This claim ended up in the High Court as a result of judicial review proceedings issued by Manchester Industrial Holdings Ltd alleging errors of law had been made by the adjudicator.
Manchester entered into an oral contract to complete earthquake strengthening/renovation work at a block of flats located in Eva Street, Central Wellington.
Bussell was to carry out this work on a “charge up” basis, with invoices presented on a monthly basis. Bussell carried out the physical works between late 2012 and early 2013. $103,000 was paid by Manchester to Bussell for the works before payment issues arose.
Issues were raised with the contents of the invoices, yet these questions were not resolved. On April 1, 2013, Bussell issued an invoice seeking $27,499.05. On April 6, 2013, Manchester terminated the building contract and engaged a new builder.
On April 13, 2013, Bussell issued another invoice seeking payment of $16,942.64. The very next day on April 14, 2013, Manchester sent an email disputing its obligation to make payment. The email set out the following:
• The work had been defective.
• It asked for particulars of charges.
• It asked for details of work which was allocated to charges.
No timely response was received. However, some 15 months later on July 31, 2014, Bussell issued a payment claim seeking the sum of $40,648.15 plus GST.
On August 1, 2014, Manchester sent an email disputing the payment claim, and set out the following:
• The payment claim was not accepted.
• The payment claim was disputed as previously outlined.
• The matters raised in previous years’ correspondence had not been addressed.
• The payment schedule was zero.
• It had a clearly documented repair schedule of sub-standard work completed by Bussell.
• It thought this matter had settled.
At adjudication it was held that whilst Bussell had presented a valid payment claim, the email response by Manchester did not amount to a payment schedule so as to relieve it of the statutory obligation under the CCA to pay the amount claimed.
The High Court held in the first instance that the payment claim was a valid payment claim pursuant to section 20 of the CCA. The payment claim, together with its annexures, had adequately described the project and fully outlined the various construction work that the charges related to.
The court was not willing to add an additional layer of detail to be required within a payment claim, as this would have gone beyond what was prescribed by section 20.
However, the court found that the Manchester email of August 1, 2014 was not sufficient to constitute a payment schedule.
The court concluded that the email did not contain sufficient details as to the reasons for Manchester’s refusal to pay the amount set out in the payment claim.

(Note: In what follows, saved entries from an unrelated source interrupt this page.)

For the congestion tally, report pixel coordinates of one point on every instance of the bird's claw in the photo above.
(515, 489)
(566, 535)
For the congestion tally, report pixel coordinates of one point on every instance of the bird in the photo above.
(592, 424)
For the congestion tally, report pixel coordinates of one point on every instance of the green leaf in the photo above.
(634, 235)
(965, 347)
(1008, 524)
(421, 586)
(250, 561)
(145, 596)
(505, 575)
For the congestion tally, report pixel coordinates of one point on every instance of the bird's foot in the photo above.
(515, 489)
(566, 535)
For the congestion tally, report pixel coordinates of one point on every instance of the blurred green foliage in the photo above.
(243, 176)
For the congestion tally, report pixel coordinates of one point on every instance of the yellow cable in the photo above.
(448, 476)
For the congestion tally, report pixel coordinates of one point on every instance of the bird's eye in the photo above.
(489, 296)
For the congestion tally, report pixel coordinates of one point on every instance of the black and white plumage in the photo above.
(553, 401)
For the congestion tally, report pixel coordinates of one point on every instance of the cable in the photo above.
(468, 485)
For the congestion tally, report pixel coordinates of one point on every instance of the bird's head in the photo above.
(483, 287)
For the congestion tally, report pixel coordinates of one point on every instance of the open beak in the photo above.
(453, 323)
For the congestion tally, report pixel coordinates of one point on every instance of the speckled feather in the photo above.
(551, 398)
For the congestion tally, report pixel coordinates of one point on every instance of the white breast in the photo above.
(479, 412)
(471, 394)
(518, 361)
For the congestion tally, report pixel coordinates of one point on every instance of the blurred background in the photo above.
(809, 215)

It was absent of any calculations to show how any alleged counterclaims reduced the payment claim to a nil balance owing.
Further, the High Court found that in some instances a payment schedule can be considered to comprise more than one document. However, in this instance the April 14, 2013 email was not sufficiently referenced in the subsequent August 1, 2014 email to be considered part of the later email.
The court further found though that had it felt compelled to consider both email communications as comprising a payment schedule, sufficient details as to how Manchester arrived at its nil amount were still not provided.
The adjudicator’s decision was ultimately upheld. Manchester was required to make payment of the full amount of the adjudicator’s determination, together with costs.
This decision shows how important it is both within payment claims and payment schedules alike, to provide proper calculations as to how figures are arrived at, so as to satisfy the requirements of the CCA.
NOTE: This article is not intended to be legal advice (nor a substitute for legal advice). No responsibility or liability is accepted by Legal Vision or Building Today to anyone who relies on the information contained in this article.